Le blues du conférencier de Christophe Pellet
Un auteur doit donner une conférence. Ça n’a l’air de rien et pourtant, dans La conférence, texte brillant écrit par Christophe Pellet et très bien mis en scène par Mathieu Roy, est posée la question de la souffrance au travail et du basculement dans la folie. Brillant.
“Lorsque que je regarde quelqu’un, le regarde vraiment, de tout mon être, de tout son être, est-ce que cela dérange, ne devrais-je pas faire disparaitre mon regard ?”. Dans une scénographie obsédante qui impose l’angoisse d’une longue table entourée de chaises, vides, Philippe Canales devient Thomas Blanguernon.
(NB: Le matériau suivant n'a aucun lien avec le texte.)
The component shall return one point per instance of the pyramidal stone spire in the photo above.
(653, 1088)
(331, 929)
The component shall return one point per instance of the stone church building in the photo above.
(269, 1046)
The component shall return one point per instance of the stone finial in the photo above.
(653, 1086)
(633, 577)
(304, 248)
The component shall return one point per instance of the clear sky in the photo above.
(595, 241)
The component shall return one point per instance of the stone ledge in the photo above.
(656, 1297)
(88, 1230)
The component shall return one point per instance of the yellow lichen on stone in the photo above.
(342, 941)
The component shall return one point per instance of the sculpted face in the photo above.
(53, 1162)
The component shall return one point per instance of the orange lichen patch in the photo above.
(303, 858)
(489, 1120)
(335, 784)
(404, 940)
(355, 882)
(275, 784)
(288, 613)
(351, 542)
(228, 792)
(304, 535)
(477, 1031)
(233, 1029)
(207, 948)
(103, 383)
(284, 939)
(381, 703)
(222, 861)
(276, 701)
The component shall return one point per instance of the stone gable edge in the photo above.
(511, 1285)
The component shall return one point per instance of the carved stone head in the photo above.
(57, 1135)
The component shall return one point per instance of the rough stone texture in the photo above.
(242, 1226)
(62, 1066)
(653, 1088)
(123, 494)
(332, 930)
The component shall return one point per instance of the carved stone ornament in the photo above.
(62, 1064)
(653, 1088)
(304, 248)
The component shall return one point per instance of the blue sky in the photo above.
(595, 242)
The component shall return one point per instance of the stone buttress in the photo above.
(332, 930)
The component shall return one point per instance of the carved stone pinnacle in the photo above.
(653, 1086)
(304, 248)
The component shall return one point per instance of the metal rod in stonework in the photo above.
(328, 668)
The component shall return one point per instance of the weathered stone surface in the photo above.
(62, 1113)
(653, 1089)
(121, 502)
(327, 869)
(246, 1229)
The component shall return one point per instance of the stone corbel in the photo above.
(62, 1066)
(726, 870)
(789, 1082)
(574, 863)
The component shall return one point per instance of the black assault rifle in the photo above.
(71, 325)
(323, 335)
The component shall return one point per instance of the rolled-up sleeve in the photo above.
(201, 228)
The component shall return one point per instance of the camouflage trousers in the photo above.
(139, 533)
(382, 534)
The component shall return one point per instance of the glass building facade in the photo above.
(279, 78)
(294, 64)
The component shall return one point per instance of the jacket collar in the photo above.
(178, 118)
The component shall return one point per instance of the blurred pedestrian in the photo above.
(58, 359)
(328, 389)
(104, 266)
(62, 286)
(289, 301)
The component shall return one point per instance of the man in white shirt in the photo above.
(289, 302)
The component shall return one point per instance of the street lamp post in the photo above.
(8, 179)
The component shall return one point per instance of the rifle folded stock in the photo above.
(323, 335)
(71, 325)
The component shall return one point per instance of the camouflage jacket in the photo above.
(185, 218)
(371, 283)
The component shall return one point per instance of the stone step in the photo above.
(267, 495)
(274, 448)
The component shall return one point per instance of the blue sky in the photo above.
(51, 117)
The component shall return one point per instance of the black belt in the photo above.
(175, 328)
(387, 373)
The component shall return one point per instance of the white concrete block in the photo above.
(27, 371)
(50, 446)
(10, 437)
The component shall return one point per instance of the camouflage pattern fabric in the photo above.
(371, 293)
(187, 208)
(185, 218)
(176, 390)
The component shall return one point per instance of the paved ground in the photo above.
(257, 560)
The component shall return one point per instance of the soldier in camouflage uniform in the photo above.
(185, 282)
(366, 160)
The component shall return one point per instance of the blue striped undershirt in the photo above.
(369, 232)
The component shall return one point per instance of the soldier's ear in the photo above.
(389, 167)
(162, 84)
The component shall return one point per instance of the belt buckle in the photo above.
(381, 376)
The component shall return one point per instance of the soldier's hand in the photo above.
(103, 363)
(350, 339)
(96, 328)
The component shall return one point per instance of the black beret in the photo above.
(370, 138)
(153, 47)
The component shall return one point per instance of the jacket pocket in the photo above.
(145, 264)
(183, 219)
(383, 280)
Il surgit dans un coin du plateau seulement éclairé par une loupiote. Il parle comme un fou, saccadé, mettant un accent aigu sur certains mots comme “La France”, “Le territoire», «Théâtre”. Il doit donner une conférence dans un Centre Dramatique National en province. Il avait fui ce monde où les têtes ne changent pas pour Berlin jusqu’au jour où “Marie-Jo” lui commande ce cours auquel elle ne se donnera même pas la peine de venir.
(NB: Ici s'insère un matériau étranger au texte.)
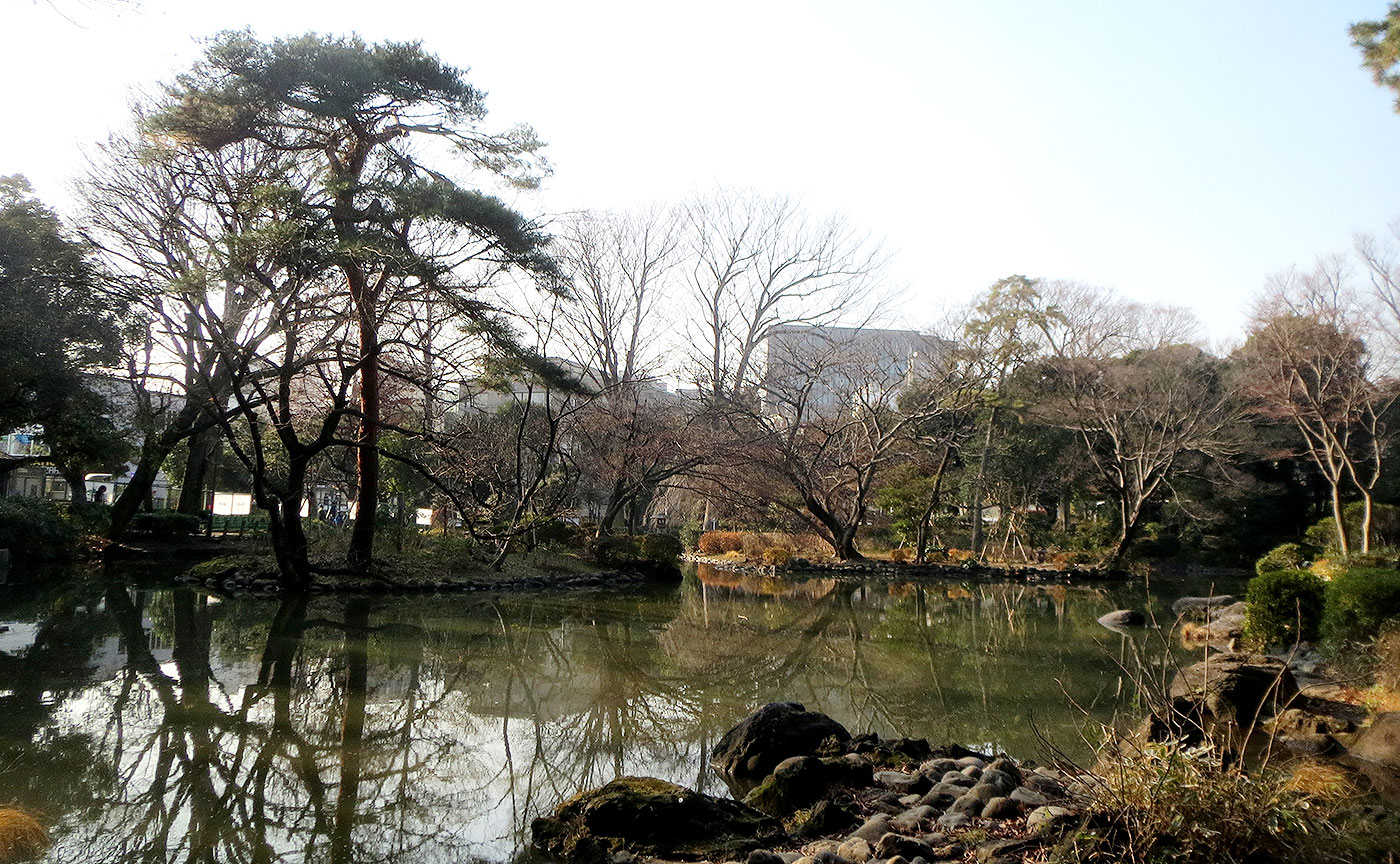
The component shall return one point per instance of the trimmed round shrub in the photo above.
(661, 548)
(556, 534)
(776, 556)
(164, 523)
(34, 530)
(1288, 556)
(718, 542)
(1360, 601)
(690, 535)
(612, 549)
(1284, 608)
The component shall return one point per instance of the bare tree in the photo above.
(759, 263)
(1143, 403)
(837, 406)
(1309, 364)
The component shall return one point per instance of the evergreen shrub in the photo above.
(1360, 601)
(1285, 607)
(1287, 556)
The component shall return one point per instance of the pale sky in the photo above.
(1178, 151)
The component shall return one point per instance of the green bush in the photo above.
(165, 523)
(555, 534)
(1288, 556)
(1360, 601)
(690, 535)
(660, 548)
(612, 549)
(1385, 527)
(1284, 608)
(776, 556)
(34, 530)
(718, 542)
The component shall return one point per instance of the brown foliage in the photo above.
(21, 836)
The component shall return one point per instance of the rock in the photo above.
(902, 783)
(913, 818)
(937, 768)
(998, 779)
(969, 805)
(1222, 696)
(797, 782)
(895, 845)
(1046, 786)
(856, 849)
(1043, 815)
(654, 818)
(872, 829)
(1123, 618)
(1381, 741)
(1007, 850)
(1007, 766)
(749, 752)
(940, 800)
(821, 847)
(954, 821)
(1200, 605)
(1001, 808)
(1305, 744)
(829, 817)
Il est seul en scène, nous parle où plutôt se parle dans une ambiance de plus en plus stressante où la lumière dessine sa sueur et où la musique est un fond permanent, glacé. C’est d’abord beau, extrêmement esthétisant dans un langage propre au théâtre contemporain, ensuite c’est étonnant de voir cet homme seul sombrer dans la folie au point de tout abandonner.
C’est donc bien la question de la souffrance au travail qui est ici abordée plus qu’une critique de la politique culturelle de la France qui adoube compagnies et lieux, le CDN en question est subventionné, il peut exister, relativement. Etonnamment, son fonctionnement devient celui d’une entreprise comme les autres, le comédien parle de “collaboration”, “d’humiliation”, de “vexations”. Le vocabulaire du plateau se retrouve ailleurs, les politiques “jouent un rôle” par exemple.
Lui ne supporte pas de revenir dans ce lieu où il se sent dégradé : “plus on est proche de l’esprit, plus on est précarisé”. Dans ce monde où “tout doit disparaitre”, il lui semble que lui aussi.
Tout concorde dans cette courte pièce pour une montée en tension optimale. Le sujet dérange avec justesse, il n’est pas très agréable pour la communauté théâtrale avignonnaise d’entendre en son sein qu’elle se comporte comme la pire des multinationale.